The flaws in the American election system are deep and widespread, extending beyond isolated voting issues in a few locations and flaring up in states rich and poor, according to a major new study from the Pew Charitable Trusts. The group ranked 50 states based on more than 15 criteria, including wait times, lost votes and problems with absentee and provisional ballots, and the order often confounds the conventional wisdom. In 2010, for instance, Mississippi ranked last overall. But it was preceded by two surprises: New York and California. “Poor Southern states perform well, and they perform badly,” said Heather K. Gerken, a law professor at Yale and a Pew adviser. “Rich New England states perform well and badly — mostly badly.”
A main aim of the exercise, which grew out of Professor’s Gerken’s 2009 book, “The Democracy Index,” was to shame poor performers into doing better, she said. “Peer pressure produces horrible things like Britney Spears and Justin Bieber and tongue rings,” she said. “But it also produces professional peer pressure.”
The project includes an interactive tool that allows rankings by individual criteria or clusters of them.
Some states, for instance, lost very few votes thanks to shortcomings in voting technology and voter confusion, with the best 10 reporting failure rates of 0.5 percent or less in 2008. In West Virginia, by contrast, the rate was 3.2 percent.

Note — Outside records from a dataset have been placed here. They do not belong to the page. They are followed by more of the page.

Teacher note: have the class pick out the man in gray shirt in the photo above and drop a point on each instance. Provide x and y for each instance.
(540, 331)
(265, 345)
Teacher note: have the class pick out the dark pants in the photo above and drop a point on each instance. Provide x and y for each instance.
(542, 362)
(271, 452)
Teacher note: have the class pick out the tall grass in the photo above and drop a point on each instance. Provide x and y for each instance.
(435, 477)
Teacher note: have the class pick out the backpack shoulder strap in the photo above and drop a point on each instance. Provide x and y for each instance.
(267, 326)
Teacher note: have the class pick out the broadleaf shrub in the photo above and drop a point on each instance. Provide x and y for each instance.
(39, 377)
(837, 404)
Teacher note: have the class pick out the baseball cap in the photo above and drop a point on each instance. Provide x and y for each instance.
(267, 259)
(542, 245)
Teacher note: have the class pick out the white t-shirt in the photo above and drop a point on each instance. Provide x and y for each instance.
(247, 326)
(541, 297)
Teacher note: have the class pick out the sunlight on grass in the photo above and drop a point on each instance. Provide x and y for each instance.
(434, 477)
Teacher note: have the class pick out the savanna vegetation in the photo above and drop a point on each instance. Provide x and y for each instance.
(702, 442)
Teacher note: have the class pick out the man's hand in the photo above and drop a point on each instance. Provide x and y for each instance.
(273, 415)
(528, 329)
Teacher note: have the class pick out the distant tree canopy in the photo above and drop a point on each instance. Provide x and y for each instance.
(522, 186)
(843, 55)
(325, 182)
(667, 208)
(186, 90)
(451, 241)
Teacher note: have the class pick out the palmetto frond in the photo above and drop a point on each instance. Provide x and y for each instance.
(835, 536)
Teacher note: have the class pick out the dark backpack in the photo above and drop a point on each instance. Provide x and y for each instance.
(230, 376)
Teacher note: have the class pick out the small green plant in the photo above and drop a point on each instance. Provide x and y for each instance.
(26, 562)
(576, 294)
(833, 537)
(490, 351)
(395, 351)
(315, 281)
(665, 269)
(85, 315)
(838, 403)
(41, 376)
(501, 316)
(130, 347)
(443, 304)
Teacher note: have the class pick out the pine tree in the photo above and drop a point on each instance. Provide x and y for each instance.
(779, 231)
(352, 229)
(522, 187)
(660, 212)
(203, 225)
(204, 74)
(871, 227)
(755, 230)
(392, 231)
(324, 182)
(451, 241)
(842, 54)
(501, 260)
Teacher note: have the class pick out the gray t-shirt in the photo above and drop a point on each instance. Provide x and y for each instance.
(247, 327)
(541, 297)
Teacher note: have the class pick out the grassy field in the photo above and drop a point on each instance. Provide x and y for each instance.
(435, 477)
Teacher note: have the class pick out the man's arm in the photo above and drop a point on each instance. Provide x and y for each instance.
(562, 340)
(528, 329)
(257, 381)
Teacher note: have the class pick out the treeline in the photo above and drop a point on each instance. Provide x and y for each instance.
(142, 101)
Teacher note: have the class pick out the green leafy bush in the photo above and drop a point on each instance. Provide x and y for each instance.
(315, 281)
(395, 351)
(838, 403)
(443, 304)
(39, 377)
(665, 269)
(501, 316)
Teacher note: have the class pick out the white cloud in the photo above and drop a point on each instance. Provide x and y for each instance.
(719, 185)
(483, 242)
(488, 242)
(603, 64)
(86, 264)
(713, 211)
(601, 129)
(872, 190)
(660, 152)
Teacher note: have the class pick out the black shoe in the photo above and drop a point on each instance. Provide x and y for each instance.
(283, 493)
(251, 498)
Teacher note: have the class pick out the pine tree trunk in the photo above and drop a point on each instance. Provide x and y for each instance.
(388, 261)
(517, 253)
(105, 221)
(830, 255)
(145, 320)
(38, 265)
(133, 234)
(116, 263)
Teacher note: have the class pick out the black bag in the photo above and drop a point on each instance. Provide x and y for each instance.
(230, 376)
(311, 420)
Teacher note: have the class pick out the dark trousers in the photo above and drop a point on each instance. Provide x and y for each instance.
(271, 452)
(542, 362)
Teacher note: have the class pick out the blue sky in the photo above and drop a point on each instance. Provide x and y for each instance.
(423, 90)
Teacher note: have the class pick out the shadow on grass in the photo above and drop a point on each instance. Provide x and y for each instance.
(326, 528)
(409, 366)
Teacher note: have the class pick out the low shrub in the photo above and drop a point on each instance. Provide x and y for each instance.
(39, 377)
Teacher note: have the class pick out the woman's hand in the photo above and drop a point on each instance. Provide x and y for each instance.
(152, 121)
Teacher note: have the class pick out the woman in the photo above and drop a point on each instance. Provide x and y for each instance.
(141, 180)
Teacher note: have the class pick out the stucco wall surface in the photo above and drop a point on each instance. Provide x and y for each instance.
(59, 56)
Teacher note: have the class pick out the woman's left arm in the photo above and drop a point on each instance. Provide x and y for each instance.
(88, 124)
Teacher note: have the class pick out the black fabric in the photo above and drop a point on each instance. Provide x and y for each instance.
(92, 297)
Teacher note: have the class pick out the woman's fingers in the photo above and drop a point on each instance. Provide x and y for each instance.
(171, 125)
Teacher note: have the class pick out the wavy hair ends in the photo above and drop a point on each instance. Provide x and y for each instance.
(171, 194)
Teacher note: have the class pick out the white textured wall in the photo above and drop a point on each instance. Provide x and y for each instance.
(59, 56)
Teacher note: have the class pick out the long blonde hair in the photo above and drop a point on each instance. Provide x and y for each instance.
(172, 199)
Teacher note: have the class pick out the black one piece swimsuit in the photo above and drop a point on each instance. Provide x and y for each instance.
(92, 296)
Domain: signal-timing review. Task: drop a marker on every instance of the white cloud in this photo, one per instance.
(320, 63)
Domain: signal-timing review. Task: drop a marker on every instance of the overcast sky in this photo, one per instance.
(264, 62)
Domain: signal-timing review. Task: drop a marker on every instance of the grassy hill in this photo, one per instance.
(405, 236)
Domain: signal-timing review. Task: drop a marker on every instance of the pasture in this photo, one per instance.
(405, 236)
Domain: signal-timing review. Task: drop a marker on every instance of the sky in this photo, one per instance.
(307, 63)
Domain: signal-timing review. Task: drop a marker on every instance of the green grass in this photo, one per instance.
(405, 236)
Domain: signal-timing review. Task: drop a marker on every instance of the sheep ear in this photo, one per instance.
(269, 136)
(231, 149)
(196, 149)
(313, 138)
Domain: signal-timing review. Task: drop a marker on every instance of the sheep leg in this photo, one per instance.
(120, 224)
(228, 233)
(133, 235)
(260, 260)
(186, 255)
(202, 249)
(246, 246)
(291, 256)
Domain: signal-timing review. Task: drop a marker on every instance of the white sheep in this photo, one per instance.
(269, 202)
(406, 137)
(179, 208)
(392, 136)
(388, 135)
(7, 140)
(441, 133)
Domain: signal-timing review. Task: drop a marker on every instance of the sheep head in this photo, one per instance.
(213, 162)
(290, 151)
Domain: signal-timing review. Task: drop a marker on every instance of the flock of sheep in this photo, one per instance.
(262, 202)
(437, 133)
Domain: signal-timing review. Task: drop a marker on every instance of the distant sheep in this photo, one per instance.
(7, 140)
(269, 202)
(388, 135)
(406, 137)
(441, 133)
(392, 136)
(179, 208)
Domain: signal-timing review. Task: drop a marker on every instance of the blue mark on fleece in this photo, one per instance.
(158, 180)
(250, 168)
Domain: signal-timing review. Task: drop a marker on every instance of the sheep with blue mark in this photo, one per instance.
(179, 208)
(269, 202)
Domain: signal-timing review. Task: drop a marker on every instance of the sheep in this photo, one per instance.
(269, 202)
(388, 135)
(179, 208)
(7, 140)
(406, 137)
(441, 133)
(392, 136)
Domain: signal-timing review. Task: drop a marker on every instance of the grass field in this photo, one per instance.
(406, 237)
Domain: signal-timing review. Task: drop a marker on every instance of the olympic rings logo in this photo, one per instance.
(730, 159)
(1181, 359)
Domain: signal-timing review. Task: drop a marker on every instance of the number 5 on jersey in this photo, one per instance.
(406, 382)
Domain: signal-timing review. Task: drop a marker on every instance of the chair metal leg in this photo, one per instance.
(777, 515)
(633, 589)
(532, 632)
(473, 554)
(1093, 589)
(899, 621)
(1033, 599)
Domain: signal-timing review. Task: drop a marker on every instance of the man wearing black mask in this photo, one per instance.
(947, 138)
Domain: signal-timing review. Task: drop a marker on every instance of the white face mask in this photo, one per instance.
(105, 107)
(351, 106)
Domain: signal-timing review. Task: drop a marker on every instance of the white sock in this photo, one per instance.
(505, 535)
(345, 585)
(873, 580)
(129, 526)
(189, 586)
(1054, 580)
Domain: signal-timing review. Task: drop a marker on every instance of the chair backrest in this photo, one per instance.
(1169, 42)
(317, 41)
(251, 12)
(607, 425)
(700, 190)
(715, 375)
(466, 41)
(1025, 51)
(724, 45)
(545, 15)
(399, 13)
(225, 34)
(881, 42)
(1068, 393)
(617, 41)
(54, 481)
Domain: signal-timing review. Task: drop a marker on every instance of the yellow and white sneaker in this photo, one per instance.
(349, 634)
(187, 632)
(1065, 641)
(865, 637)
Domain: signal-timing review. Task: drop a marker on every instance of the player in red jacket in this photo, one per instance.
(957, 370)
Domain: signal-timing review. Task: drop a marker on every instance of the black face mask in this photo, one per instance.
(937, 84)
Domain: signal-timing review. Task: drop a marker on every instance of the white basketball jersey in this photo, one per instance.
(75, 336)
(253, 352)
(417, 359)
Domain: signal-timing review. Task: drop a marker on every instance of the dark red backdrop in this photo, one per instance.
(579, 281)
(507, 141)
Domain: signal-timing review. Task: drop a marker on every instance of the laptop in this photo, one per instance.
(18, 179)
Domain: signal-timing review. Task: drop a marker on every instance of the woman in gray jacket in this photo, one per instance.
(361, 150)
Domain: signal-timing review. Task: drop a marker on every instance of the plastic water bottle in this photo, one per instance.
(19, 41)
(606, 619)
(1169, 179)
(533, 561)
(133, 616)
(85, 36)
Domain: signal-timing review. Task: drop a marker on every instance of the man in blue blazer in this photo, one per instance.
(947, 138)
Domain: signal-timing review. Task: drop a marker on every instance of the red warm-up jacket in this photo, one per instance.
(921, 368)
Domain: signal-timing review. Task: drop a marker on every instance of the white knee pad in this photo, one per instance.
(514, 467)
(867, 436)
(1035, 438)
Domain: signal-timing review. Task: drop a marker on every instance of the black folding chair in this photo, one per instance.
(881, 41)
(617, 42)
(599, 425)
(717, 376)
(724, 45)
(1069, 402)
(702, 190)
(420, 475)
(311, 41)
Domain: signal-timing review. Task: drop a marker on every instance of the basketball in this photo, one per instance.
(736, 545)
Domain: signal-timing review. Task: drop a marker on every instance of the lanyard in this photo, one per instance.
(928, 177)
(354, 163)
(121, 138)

Natalie Tennant, West Virginia’s secretary of state, said that she was not happy with that result and that she would look hard at Pew’s data and methodology. But she added that “2012 went really well, even with Sandy,” referring to the hurricane that disrupted early voting in the last election. “We were humming.”
“You’re only as good as your next election,” she said.
The Pew study is based on data from the 2008 and 2010 elections, the most recent for which comprehensive data were available.